Но все закончилось позорно. Петр Петрович раскрыл ее преступление. Посчитал его банальной кражей, приказал ей остричь волосы и сослать в отдаленный хутор.

Поместье в руках Петра Петровича

Непросто складывались отношения с Гевраськой, который при любой возможности унижал дедушку. Старик жаловался на слугу, но постоянно его прощал. Как-то ночью старый Хрущев пошел в гостиную и начал передвигать тяжелую мебель. Он часто так делал по ночам. Гевраська на него прикрикнул, тот, поборов страх, попытался возразить, но в ответ получил сильный удар в грудь. Старик при падении ударился виском о стол и умер.

Гевраська снял с трупа кольцо (золотой образок) и скрылся.

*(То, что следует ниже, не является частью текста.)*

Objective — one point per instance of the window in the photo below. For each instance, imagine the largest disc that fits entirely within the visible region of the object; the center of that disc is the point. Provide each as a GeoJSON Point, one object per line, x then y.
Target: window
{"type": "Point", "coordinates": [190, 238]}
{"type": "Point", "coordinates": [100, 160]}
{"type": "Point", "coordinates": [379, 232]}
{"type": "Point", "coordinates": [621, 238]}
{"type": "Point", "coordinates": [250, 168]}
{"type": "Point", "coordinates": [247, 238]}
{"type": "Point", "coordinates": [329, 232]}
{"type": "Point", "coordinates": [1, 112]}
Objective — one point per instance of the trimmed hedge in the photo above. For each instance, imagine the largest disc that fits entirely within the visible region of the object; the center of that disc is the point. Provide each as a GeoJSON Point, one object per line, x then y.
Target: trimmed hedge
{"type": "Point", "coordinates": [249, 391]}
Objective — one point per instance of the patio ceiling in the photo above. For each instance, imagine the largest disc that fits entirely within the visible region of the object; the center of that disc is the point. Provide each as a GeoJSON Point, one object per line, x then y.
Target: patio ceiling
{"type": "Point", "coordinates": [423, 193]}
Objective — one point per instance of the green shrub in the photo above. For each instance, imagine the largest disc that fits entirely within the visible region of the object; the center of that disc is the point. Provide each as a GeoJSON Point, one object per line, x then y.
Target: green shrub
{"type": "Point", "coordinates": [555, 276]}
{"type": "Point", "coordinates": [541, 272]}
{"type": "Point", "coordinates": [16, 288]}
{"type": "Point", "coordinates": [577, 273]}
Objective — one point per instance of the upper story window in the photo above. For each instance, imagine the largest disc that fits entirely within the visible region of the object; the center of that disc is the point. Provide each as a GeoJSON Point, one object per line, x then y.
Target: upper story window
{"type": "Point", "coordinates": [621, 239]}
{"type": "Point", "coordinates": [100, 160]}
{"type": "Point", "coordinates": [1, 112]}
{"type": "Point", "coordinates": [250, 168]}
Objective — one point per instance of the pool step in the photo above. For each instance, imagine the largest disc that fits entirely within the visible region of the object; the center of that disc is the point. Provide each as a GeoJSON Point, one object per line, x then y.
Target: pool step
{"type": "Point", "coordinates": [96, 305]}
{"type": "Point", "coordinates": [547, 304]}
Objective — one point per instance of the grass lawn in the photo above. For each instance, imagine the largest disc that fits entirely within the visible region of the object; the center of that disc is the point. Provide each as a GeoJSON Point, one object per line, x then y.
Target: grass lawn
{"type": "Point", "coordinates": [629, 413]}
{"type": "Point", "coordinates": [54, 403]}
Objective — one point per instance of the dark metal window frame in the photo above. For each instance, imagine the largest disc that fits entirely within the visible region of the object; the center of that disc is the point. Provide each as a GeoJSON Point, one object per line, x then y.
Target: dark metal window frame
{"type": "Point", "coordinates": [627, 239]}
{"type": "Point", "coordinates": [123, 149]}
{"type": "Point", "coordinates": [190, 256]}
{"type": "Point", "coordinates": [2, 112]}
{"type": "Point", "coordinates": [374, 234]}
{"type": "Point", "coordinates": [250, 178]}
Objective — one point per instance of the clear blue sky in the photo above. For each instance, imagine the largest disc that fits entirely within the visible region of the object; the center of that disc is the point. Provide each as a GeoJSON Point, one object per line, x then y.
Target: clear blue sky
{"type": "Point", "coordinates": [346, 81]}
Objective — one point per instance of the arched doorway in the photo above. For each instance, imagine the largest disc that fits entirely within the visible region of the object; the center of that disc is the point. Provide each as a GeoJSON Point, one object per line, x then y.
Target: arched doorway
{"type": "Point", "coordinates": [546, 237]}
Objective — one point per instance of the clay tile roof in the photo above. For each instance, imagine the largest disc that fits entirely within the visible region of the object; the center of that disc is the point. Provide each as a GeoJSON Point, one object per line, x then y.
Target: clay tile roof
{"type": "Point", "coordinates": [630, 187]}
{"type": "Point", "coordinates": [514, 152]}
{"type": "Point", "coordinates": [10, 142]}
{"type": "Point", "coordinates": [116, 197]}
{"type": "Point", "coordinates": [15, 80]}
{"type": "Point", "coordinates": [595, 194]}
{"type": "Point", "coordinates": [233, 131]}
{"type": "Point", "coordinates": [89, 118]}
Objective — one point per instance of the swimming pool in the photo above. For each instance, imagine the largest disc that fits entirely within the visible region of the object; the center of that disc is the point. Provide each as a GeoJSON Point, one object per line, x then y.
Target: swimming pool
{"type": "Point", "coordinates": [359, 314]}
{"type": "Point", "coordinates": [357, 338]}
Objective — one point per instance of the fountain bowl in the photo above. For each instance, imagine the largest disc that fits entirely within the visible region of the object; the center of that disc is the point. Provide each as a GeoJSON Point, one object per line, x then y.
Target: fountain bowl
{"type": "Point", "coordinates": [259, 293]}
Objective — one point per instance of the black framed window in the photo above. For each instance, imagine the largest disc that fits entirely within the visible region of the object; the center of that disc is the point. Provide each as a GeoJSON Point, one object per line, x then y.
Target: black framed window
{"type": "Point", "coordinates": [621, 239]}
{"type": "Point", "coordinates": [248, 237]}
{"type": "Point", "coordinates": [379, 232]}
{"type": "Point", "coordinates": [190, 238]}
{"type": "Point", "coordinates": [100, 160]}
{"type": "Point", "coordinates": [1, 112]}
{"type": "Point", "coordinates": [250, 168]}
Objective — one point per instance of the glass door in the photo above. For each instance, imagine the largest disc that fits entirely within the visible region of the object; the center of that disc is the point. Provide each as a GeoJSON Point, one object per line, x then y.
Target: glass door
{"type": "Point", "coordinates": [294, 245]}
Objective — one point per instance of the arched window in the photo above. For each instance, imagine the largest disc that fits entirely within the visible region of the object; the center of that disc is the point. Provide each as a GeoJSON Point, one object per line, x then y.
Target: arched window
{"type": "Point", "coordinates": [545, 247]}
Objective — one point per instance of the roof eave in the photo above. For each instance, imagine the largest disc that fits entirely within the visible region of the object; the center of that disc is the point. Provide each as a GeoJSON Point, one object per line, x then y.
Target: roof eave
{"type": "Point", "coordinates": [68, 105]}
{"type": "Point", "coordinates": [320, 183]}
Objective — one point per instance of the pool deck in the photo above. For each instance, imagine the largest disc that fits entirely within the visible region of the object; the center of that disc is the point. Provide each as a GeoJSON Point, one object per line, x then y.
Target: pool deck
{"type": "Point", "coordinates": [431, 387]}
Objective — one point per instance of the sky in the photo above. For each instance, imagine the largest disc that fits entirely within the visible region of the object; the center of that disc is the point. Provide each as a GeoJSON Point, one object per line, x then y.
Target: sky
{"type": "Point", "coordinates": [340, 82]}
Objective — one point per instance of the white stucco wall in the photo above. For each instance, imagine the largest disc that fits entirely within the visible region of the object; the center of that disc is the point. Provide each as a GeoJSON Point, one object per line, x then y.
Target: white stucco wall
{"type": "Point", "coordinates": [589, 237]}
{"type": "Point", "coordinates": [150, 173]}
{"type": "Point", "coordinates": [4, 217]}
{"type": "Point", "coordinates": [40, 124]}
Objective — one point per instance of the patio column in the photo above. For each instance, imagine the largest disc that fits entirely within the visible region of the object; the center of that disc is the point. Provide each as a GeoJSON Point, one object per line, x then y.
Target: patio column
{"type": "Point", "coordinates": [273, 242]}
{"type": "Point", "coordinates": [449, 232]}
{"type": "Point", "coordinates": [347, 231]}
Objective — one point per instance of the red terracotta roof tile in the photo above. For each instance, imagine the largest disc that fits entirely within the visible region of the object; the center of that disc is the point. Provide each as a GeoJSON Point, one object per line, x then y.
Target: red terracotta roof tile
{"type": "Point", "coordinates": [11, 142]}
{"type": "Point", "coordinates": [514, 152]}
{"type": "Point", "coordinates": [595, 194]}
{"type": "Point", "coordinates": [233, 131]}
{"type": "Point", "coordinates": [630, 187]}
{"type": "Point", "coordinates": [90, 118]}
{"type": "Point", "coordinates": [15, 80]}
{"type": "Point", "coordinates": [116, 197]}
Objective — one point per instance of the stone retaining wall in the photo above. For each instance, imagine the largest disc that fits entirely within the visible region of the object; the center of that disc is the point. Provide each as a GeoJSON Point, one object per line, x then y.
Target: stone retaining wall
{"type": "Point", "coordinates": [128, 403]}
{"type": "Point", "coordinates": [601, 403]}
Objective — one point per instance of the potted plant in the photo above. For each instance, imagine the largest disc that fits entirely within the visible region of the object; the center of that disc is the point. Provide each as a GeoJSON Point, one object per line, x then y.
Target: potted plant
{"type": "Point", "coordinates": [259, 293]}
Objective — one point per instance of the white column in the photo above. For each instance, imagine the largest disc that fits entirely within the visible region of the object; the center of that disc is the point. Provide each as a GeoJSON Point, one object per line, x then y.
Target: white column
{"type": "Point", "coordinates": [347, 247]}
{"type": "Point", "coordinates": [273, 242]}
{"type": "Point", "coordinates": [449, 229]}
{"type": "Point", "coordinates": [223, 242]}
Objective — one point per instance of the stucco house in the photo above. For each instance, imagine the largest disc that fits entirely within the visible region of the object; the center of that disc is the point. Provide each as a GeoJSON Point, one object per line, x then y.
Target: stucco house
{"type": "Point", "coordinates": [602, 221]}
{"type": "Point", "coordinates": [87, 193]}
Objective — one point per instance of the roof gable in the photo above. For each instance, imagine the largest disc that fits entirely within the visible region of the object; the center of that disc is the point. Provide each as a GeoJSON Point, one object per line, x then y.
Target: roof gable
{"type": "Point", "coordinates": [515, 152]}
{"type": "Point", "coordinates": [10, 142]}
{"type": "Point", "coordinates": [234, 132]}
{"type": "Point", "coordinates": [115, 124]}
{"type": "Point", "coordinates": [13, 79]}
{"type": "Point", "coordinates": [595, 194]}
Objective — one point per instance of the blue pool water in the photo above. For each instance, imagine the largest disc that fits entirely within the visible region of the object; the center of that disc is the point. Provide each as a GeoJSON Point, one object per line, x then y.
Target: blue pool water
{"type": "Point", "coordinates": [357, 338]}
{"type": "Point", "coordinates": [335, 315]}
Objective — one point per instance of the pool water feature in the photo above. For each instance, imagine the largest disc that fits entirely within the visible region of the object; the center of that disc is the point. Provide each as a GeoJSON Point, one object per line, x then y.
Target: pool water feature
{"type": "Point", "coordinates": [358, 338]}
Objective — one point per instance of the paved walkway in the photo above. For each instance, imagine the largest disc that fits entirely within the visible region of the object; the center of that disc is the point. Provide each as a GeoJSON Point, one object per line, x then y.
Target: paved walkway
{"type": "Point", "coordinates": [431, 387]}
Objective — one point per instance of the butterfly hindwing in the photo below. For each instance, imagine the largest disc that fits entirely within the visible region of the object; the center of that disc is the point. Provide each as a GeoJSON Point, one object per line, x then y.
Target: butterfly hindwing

Тем временем Наталья вернулась в Суходол. Петр Петрович к тому времени женился и уехал на Крымскую войну, где получил ранение.

Появление Юшки

Он прикидывался странником, но это оказалось невыгодным делом. Тогда он начал поносить лавру. Много пил и курил, был чрезвычайно похотлив. Барышне он понравился и стал в Суходоле своим человеком.

Вскоре Юшка положил глаз на Наталью, но ей он был противен. Однажды ночью он стал к ней приставать. Все в округе знали, что ночи он проводит в спальне барыни.

Много ночей Наталья отдавалась Юшке, теряя сознание от отвращения и ужаса к себе. Когда ему стало скучно, он просто исчез из поместья. А спустя несколько недель Наталья поняла, что беременна.

Осенью господа вернулись с войны. И сбылся вещий сон Наталья - дом в Суходоле загорелся от молнии. В ту ночь от страха она потеряла ребенка. После этого она постарела и поблекла. Ее возили к мощам, но это не помогло.

В кратком содержании "Суходола" Ивана Бунина упоминается, что из-за Крымской войны хозяйство было истощено. Братья заложили имение, купив у цыган лощадей. Она рассчитывали откормить их за зиму и продать. Но все лошади сдохли. Петр Петрович вскоре после этого погиб. Он ехал зимой из соседнего хутора от любовницы, пьяный упал с саней, бежавшая сзади лошадь размозжила голову ему копытом.

С тех пор всякий раз, как молодые хозяева приезжали в Суходол, Наталья рассказывала им про свою погибшую жизнь. А дом все ветшал. Сын Петра Петровича реализовал землю для пахоты, ехал из Суходола и стал кондуктором на железной дороге.

Хрущевы нового поколения забыли про историю своего древнего рода, они уже не могли найти могилы своих ближайших предков. Все рассказы, которые рассказчик и его сестра слышали от Натальи, казались им далекими и практически невозможными.